To właśnie pokazuje nam błogosławiony Tytus Brandsma. Dla niego doświadczenie Boga nie jest przywilejem jedynie duchowych elit: wszyscy są powołani by cieszyć się komunią i głębokim zjednoczeniem z Bogiem miłosiernym, który daje siebie bez miary oczekując jedynie przyjęcia przez ludzkie serce, dostosowując się do naszych konkretnych sytuacji, nie odrzucając niczego z naszej natury, przyjmując nawet nasz grzech, aby nas odkupić i wywyższyć jak nam pokazał we wcieleniu. Musimy wzrastać każdego dnia w zrozumieniu tej tajemnicy, aby móc adorować Go nie tylko w naszym wnętrzu, ale we wszystkim tym co istnieje a przede wszystkim w naszym bliźnim, którym mamy służyć w konkretnych sytuacjach. Tytus daje nam także świadectwo własnego życia: pomimo, że był powołany do ważnych stanowisk, nie było dla niego nic ważniejszego niż zwrócenie uwagi na tych, którzy najbardziej potrzebowali pomocy przez dialog, zdolność do pojednania oraz oddanie pastoralne rozumiane jako niesienie Chrystusa najbardziej potrzebującym.
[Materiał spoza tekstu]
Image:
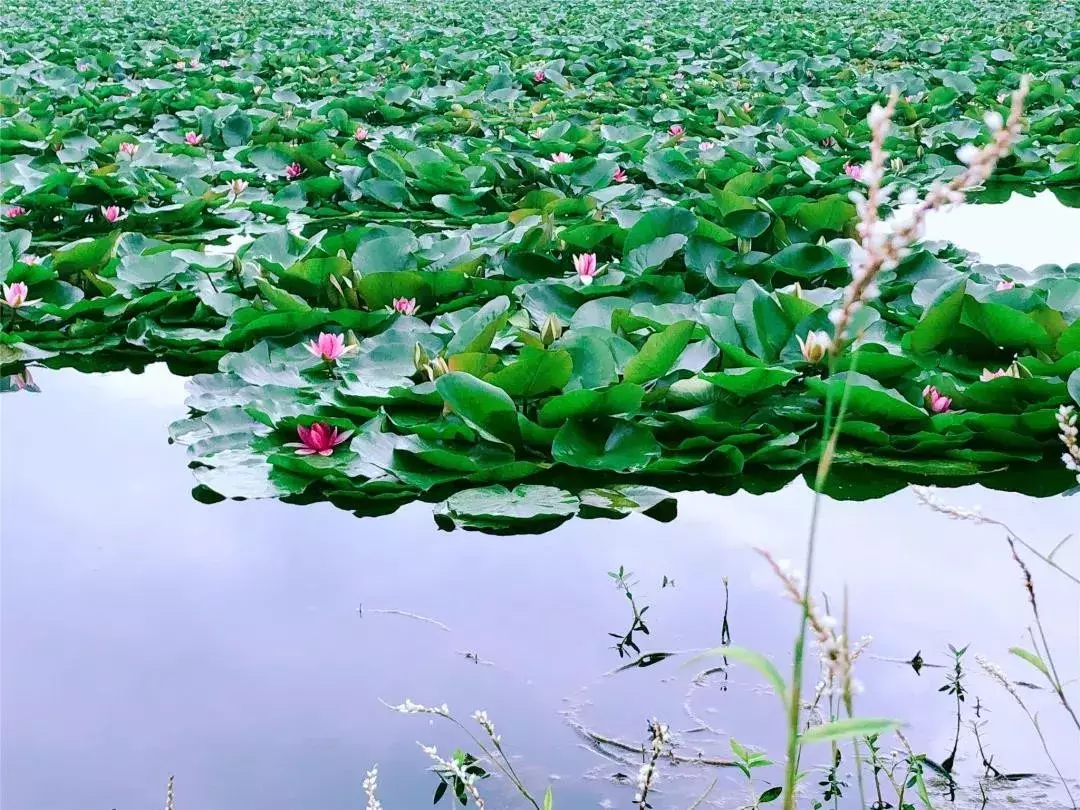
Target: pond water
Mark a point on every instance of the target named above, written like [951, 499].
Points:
[245, 647]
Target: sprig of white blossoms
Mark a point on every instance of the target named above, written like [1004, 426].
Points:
[928, 498]
[660, 736]
[370, 785]
[1067, 424]
[481, 717]
[885, 243]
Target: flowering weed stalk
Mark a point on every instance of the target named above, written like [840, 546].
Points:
[496, 753]
[883, 243]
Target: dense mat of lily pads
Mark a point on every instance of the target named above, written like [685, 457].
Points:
[529, 257]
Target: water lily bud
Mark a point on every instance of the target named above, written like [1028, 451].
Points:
[420, 358]
[551, 331]
[814, 347]
[436, 368]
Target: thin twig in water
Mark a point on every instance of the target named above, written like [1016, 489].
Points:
[407, 615]
[998, 674]
[928, 498]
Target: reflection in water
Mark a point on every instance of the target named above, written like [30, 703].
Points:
[146, 634]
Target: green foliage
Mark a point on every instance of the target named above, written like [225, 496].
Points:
[678, 365]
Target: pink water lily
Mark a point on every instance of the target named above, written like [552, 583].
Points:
[14, 295]
[329, 348]
[404, 306]
[854, 171]
[319, 439]
[585, 265]
[936, 403]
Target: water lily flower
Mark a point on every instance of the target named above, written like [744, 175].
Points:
[1011, 370]
[585, 265]
[14, 295]
[328, 347]
[404, 306]
[814, 346]
[936, 403]
[24, 380]
[854, 171]
[112, 213]
[319, 439]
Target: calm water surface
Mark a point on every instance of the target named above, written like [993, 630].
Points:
[242, 646]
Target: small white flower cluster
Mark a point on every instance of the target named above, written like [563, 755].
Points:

Jego solidarność z narodem żydowskim od momentu wprowadzenia miar antysemickich przez rząd okupacji niemieckiej w Holandii, wpłynął na jego umiłowanie miłosierdzia i sprawiedliwości. Bez strachu przed konsekwencjami stanął po stronie zdesperowanych, oddając głos tym, którym został on wytrącony, broniąc wolności prasy katolickiej wobec totalitarnych zapędów nazizmu. Wszystko to kończy się doprowadzeniem także jego do obozu koncentracyjnego, gdzie cierpi męki i upokorzenia, ale jest także apostołem współczucia i pojednania: dzieląc z innymi skromne porcje chleba, dodając wszystkim odwagi, słuchając spowiedzi w tym nawet niektórych ze swoich strażników! Jak sam stwierdził: medytowanie niewyczerpanego miłosierdzia Boga zapobiega upadkowi w desperację. Na końcu swojego życia, naśladując Jezusa miłosiernego, który przebaczył na krzyżu swoim wrogom, Tytus był obliczem miłosierdzia nawet dla pielęgniarki, która została wybrana by go zabić, co sama wyznała w sekretnej deklaracji lata po tym wydarzeniu, dając jej przed śmiercią swój różaniec.
Siostry i Bracia: wsparci przez tych – oraz przez wielu innych – świadków z naszej rodziny, możemy odważyć się przekroczyć z radością Święte Drzwi w tym roku jubileuszowym. Naśladujmy ich kroki, pogłębiajmy naszą komunię z Chrystusem, pogłębiajmy naszą miłość ku Niemu i każdego dnia wyznawajmy miłość, którą On ma ku nam! Czyńmy wszystko aby był znany i kochany! To jest sposób, w jaki w rodzinie karmelitańskiej powinno być przeżywane miłosierdzie, zwłaszcza w tak wyjątkowym roku jak ten.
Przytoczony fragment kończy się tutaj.